La veille de mon départ, ce n’est ni aux baleines ni aux plages de sable noir que j’ai livré mes dernières pensées, mais bien aux Kalinagos. Perché dans les hauteurs de mon bungalow sur pilotis, je me suis bercé dans mon hamac au son du ressac, avec comme seul oreiller de duveteux nuages éclairés par la lumière lunaire. Et quand je me suis assoupi, j’étais seul au monde sur mon île. Comme l’étaient les Kalinagos, au temps jadis.

 

Photo: Gary Lawrence

Carnet de bord de la Dominique

Ou Entre la Martinique et la Guadeloupe.

Comment Idéalement via Antigua ou La Barbade (vols directs avec Air Canada puis avec LIAT, liatairline.com), le même jour. Sinon, avec American Airlines, il faut transiter par Miami et Porto Rico et y passer une nuit. Depuis la Martinique et la Guadeloupe, voyager par bateau grâce à l’Express des îles (express-des-iles.com).

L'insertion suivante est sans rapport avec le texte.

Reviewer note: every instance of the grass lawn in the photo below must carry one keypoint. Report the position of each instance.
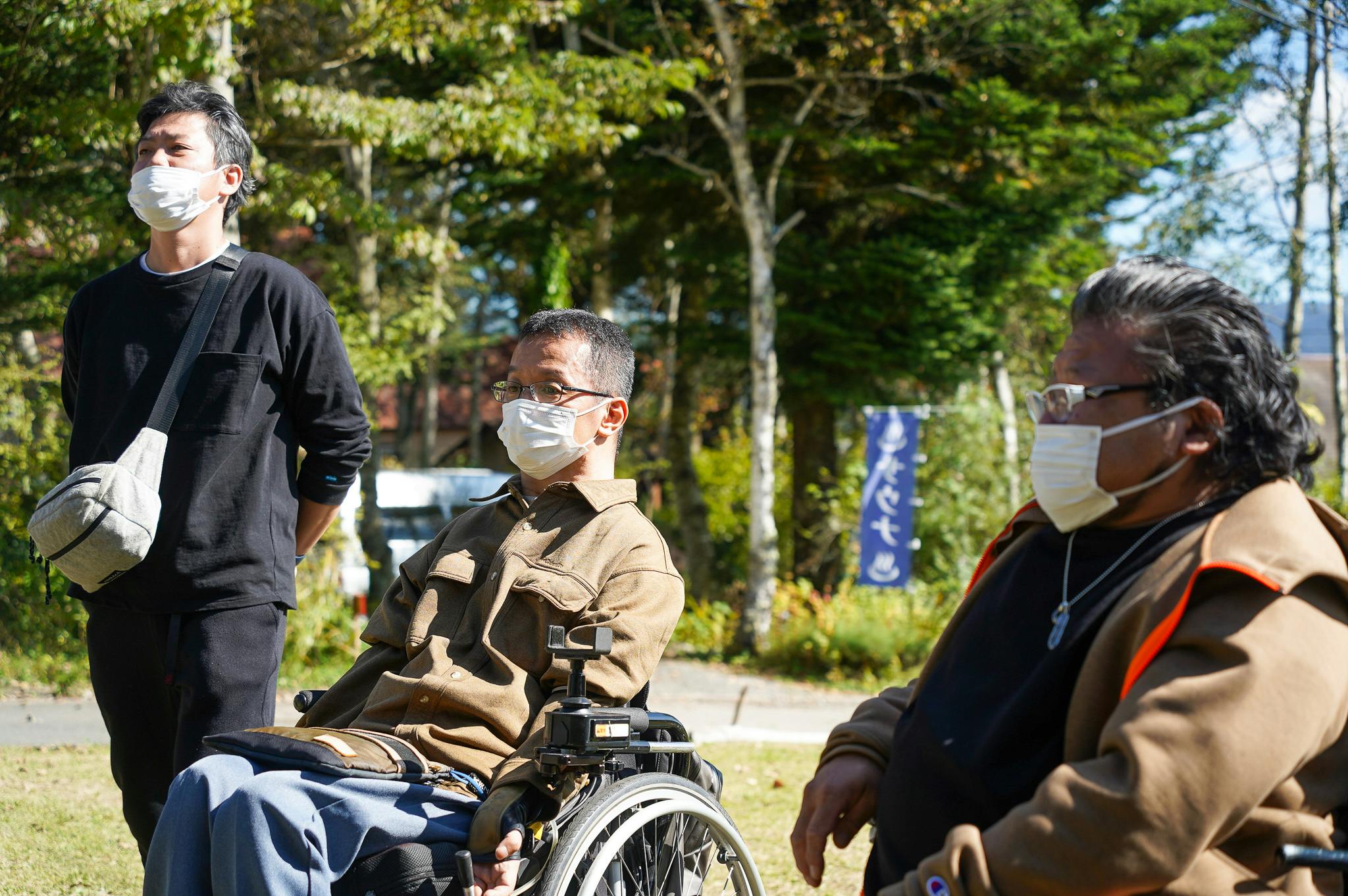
(61, 829)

Dormir dans un des bungalows sur pilotis du très écoresponsable Jungle Bay Resort & Spa (junglebaydominica.com); entouré de fleurs au Papillote Wilderness Retreat (papillote.dm); dans le luxe et près de la plage au Rosalie Bay Resort (rosaliebay.com); au coeur de l’action de Roseau, au Fort Young Hotel (fortyounghotel.com); au tout nouveau Pagua Bay House (paguabayhouse.com), près de l’aéroport; à l’opulent Biltmore, en cas de transit par Miami (biltmorehotel.com).

Manger créole au Calaloo Restaurant (66, King George V St.), au Cartwheel Café (Dame Eugenia Charles Blvd.) et à De Same Spot (dans Castle St.), à Roseau.

Organiser des périples de toutes sortes avec Jenner Robinson, (jenna23dm@ yahoo.com) et se faire guider sur la Indian River par le rigolo James «Bond» Henry, 767 617-6996.

Rapporter de l’huile essentielle de bois d’Inde (bay leaves), un tonifiant pour les cheveux.

Lire la section Dominique des Rough Guide et Lonely Planet sur les Caraïbes, et surtout le Bradt Travel Guide consacré à la Dominique (bradt-travelguides.com).

S’informer sur discoverdominica.com et kalinagobaranaaute.com.